In general, we must not judge others, lest we be judged. But, every man ought to examine and approve himself to his own conscience in the sight of God. We must exact severely on ourselves on our own conduct, and condemn and correct what we find amiss. Then, we will not fall under the just severity and condemnation of our Heavenly Father. When we are judged, we are being chastened by the Lord that we may not be condemned with the world. This chastening is not a judge condemning a criminal; it is a father dealing with disobedient children. Sometimes, we drift away from our closeness with Christ, but stopping gives us a chance to think and review our lives. That is God’s hand. In Corinth, God enabled the church to take a look at a red flag warning – “You are going too fast like the world around you; you are reflecting some of their attitudes and reactions and adopting some of their ways. Watch out. Slow down. Think it through.” Paul says, some of them even died, i.e., they had rejected God’s tender, loving warnings; they had persisted in their evil to the point where they were “disqualified.” Believers can sin to the point, where they have in some way compromised their testimony so significantly, that they get called home to God.

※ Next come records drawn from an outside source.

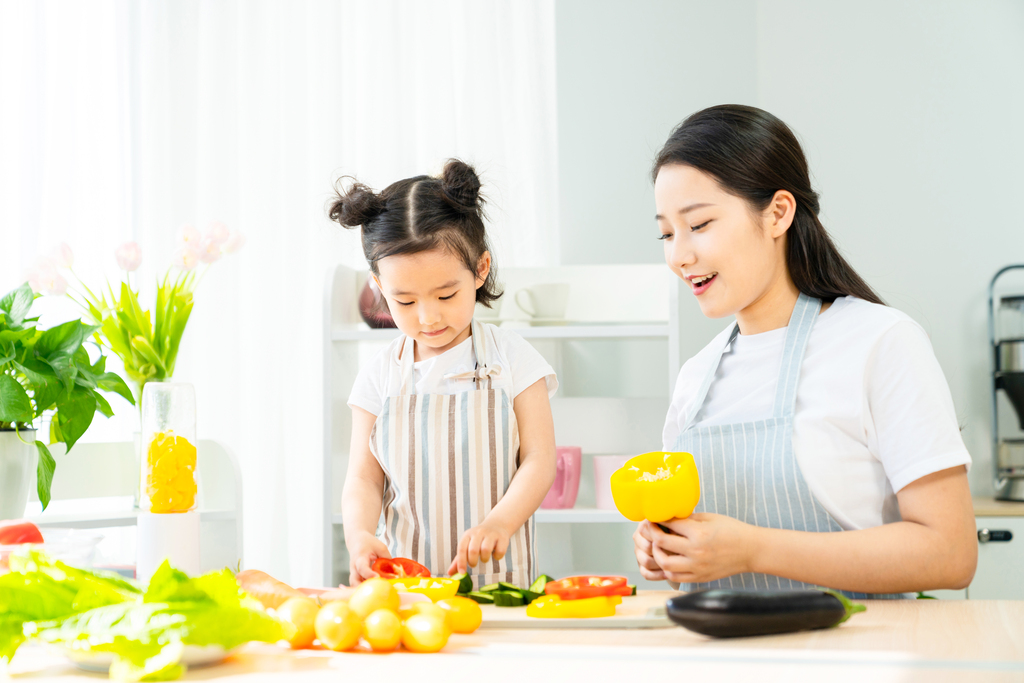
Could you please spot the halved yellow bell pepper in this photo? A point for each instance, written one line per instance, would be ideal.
(552, 606)
(436, 588)
(657, 486)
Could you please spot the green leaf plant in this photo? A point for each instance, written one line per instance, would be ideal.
(49, 372)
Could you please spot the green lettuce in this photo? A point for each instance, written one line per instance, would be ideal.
(146, 632)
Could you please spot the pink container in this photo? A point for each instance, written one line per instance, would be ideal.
(603, 468)
(562, 494)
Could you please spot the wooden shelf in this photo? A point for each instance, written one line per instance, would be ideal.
(596, 331)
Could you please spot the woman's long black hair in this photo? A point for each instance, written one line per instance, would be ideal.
(753, 155)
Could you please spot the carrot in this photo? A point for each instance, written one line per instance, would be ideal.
(265, 588)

In His loving concern for us, does God sees us drift into something dangerous that we must stop and rethink — our relationships with others, our attitudes about life, habits that we are forming? A loving Father simply puts up barriers and that warn us of trouble; to stop and take a look. Paul tells us, if we truly judged ourselves, God would not have to judge us. We must honestly deal with ourselves because God always gives us a chance to change. As a professed Christian, we may go on, week after week and month after month doing something — living in a relationship or holding an attitude that we know is wrong — and no judgement shows up, then it is very likely we are not Christians at all. We may be headed for that final condemnation, which the whole world will ultimately face. But Paul says when judgement comes, it is the loving Hand of our Heavenly Father that stops and tells us, “You are mine. I will not have you involved in that condemnation with the world. You need to straighten up some things in your life, and this is your opportunity to do so.” God is concerned about you, and to save you from eternal damnation is His act of love for you.